Most of us tend to agree there is no such thing as an original idea. Inspiration is also another huge thing often mistaken for plagiarism in entertainment. Sometimes we see something that really speaks to our hearts, and we, sometimes even subconsciously, put a similar idea into our own works. In music, this is far more acceptable than in movies. Singers often will be completely upfront with who their inspirations are and what they inspired. In movies, however, originality of plot is one of the main selling points.
Where is the line between being inspired by something and copying it? A blogger named Connor Turnbull tried to tackle this question by saying “One is all about gaining motivation whereas the other is mindlessly duplicating.” Turnbull seems to suggest in his article that copying and being inspired is a gray line that only you can decide for yourself.
Honesty is key when dealing with this issue. Think to yourself how much credit you owe to your inspiration. Does your work just have a similar vibe, or can you draw clear and common parallels between the two? If it is the second, then perhaps take a second look at your work and try to personalize it more, separate it from its original to ensure you won’t be accused of stealing someone else’s work.

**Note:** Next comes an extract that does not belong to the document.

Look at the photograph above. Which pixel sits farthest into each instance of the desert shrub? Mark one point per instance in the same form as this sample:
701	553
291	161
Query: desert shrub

Art is a train of people being inspired by one another. When we create something, we put into it what has most deeply affected us. The person who made what most deeply affected us put into their work what most deeply affected them. This goes on back in history, making our art of today like a collage of the art from all time.
One important thing to remember about remakes is remaking a work doesn’t destroy the original. Remaking something only shows us a glimpse of how someone else saw some of our favorite works. Think of remakes as simply an exercise in empathy. Go ahead, put yourself in someone else’s shoes.